Longtime 6th District Commander Robert Bardy was named deputy superintendent of the Field Operations Bureau, often considered the No. 2 post in the department. Bardy has served as commander of the 6th District since 2006.

Deputy Superintendent Daryl Albert, who has held the job Bardy will fill, will shift to the post of deputy superintendent of the Investigation and Support Bureau. That position was vacated in June when 32-year NOPD veteran Kirk Bouyelas departed to become chief investigator at the Orleans Parish District Attorney’s Office.

Lt. Ronnie Stevens, who headed the detective investigative unit for the 1st District, was named commander of the 6th District, the post Bardy vacated. The district comprises the Irish Channel, the Garden District, Central City and part of Uptown.

Lt. Lawrence Dupree, who oversaw the detective investigative unit in the 7th District, was named commander of the 7th District, which covers New Orleans East. That was the post Harrison held until he was named interim superintendent Monday in the wake of Ronal Serpas’ abrupt retirement to take a teaching position at Loyola University.

The shake-up is fairly typical of what happens when a new superintendent assumes the job, according to Rafael Goyeneche, president of the Metropolitan Crime Commission.

“It’s all about trust and relationships,” Goyeneche said. “Mike Harrison has been on the job for 20-some years. He knows all these people personally and professionally. He doesn’t have to take anyone’s word about someone’s background.”

Bardy is a 40-year NOPD veteran. Prior to serving as the 6th District commander, he was commander of the 7th District, a platoon sergeant in the narcotics section and a platoon commander of a Drug Enforcement Agency task force.

He has been characterized as a hands-on commander who was active in the community and had a strong dialogue with those living in his district.

A story Friday in the Uptown Messenger said that under Bardy’s leadership, the 6th District significantly increased its arrest rate on violent crimes. The rate now is above 50 percent, the story said. “About four years ago, we had single digits” on those clearances, Bardy said.

Bardy’s leadership also was touted during a dispute a few years ago between police and Mardi Gras Indians, who claimed officers often harassed them while they were parading in the street on the evenings of Mardi Gras and St. Joseph’s Day.

Bertrand Butler, who sits on the New Orleans Mardi Gras Indian Council, said Bardy vastly improved the relationship between the Indians and the Police Department. “Before they treated us bad, but Cmdr. Bardy came in and transformed the whole network,” he said. “He would march with us from beginning to end, and he always welcomed you into his office.”

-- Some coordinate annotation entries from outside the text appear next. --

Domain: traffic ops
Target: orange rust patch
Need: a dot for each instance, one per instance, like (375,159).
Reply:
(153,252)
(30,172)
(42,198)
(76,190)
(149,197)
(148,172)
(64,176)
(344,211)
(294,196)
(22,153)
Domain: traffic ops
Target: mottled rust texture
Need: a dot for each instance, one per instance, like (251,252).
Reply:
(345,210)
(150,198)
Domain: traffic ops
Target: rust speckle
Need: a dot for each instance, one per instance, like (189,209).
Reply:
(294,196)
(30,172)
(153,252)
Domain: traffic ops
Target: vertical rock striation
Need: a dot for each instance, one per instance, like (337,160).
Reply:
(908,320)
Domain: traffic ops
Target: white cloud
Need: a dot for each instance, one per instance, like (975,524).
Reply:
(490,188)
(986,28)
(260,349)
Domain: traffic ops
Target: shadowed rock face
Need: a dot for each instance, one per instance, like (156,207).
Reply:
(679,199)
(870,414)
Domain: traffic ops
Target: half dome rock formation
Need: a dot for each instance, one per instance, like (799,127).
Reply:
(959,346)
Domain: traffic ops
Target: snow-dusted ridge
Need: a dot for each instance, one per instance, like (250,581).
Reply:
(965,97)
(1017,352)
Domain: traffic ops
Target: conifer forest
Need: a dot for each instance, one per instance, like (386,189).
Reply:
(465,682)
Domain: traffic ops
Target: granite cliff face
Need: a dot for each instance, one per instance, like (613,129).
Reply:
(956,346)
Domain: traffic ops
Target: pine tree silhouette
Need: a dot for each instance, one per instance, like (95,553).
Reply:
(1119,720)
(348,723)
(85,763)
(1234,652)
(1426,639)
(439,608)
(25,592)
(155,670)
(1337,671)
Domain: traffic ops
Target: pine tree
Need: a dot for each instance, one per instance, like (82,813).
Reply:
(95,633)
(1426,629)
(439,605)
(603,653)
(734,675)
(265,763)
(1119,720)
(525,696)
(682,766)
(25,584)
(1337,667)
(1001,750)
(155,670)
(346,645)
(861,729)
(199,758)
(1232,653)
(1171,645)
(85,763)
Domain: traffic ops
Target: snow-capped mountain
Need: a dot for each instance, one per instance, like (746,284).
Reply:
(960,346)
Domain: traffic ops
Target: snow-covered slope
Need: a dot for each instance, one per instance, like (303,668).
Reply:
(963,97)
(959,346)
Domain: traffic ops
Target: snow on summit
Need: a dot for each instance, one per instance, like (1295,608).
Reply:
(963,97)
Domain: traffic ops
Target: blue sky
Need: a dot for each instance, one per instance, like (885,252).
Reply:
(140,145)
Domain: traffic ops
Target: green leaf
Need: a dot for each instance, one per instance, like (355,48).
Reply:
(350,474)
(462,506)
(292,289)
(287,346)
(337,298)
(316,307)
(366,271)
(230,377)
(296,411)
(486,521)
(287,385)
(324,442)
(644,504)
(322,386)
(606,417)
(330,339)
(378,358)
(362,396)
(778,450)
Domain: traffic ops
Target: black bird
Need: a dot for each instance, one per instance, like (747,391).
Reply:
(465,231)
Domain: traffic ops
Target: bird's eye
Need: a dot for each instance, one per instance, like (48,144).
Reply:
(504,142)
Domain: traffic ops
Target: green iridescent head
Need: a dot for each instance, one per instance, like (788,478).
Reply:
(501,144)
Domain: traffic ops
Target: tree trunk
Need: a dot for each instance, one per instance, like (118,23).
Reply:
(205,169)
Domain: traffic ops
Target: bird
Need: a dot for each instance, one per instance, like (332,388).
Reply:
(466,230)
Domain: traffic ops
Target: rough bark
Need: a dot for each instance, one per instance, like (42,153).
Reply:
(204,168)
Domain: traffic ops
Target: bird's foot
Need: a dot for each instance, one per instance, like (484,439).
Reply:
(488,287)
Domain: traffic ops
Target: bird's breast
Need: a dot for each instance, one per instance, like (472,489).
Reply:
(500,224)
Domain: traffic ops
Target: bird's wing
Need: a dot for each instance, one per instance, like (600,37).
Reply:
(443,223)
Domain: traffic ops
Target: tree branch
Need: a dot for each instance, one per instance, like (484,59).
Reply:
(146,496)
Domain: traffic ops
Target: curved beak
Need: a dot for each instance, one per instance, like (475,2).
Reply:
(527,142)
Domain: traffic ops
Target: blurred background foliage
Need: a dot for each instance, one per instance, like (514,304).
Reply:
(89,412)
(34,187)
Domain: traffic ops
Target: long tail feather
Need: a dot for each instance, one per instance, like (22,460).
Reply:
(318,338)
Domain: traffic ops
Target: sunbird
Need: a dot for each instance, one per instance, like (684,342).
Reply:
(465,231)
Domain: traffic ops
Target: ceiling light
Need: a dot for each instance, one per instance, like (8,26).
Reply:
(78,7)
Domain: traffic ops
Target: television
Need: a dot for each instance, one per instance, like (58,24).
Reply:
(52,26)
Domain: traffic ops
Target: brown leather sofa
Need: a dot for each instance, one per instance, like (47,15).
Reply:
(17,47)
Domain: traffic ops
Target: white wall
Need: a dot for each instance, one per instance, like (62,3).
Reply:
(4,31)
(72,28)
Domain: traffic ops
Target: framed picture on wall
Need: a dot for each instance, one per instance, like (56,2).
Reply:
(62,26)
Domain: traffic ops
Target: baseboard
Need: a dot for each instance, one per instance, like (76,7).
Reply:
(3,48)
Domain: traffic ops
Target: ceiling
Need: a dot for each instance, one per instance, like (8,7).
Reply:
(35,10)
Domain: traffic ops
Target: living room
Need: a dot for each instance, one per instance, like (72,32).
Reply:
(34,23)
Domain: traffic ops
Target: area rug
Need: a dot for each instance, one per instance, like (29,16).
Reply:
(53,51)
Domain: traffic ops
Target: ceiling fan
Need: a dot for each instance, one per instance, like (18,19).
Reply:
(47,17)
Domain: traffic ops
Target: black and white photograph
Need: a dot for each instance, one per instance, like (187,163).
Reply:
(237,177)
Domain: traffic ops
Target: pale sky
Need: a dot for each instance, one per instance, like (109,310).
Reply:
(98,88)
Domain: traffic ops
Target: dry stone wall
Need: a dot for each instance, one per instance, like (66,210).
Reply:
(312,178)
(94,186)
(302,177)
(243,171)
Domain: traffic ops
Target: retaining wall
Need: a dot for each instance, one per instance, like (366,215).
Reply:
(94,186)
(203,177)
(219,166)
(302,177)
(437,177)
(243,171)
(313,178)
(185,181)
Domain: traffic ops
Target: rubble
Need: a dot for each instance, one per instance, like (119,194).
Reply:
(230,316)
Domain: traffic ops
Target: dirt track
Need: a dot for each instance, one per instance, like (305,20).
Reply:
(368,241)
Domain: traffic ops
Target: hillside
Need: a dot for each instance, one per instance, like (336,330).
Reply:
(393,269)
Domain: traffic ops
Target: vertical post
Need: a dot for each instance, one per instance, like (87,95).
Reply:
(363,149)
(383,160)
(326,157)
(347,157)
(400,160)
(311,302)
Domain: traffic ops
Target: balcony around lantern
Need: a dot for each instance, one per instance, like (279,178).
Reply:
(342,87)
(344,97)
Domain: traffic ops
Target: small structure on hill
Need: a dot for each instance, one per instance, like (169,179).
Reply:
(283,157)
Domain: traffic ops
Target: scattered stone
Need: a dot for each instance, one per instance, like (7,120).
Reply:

Bardy came under fire from the American Civil Liberties Union in 2012 for an email he wrote that suggested a specific platoon should hit a goal of 40 arrests per week. ACLU officials suggested the email was evidence of an arrest “quota,” which is against state law.

An NOPD spokesman defended Bardy, claiming the email was meant to be motivational and exemplified good leadership.

Bardy was commander of the 7th District during Hurricane Katrina, when officers allegedly killed two people on the Danziger Bridge then conspired to cover up the shooting. Five officers were convicted in the case, but the verdict was later thrown out because of prosecutorial misconduct.

Bardy was never implicated in the conspiracy.

Daryl Albert’s brother, Marcel Albert, was arrested on a count of domestic abuse battery in April for allegedly strangling his wife in a domestic dispute. Marcel Albert is also a police officer.

The arrest came eight months after the incident, and Marcel Albert’s wife said she didn’t feel the NOPD could fairly investigate the case because of her brother-in-law’s high-ranking status.

Daryl Albert was not involved in the dispute, and there has not been any evidence that he influenced the investigation.

Staff writer Gordon Russell contributed to this report.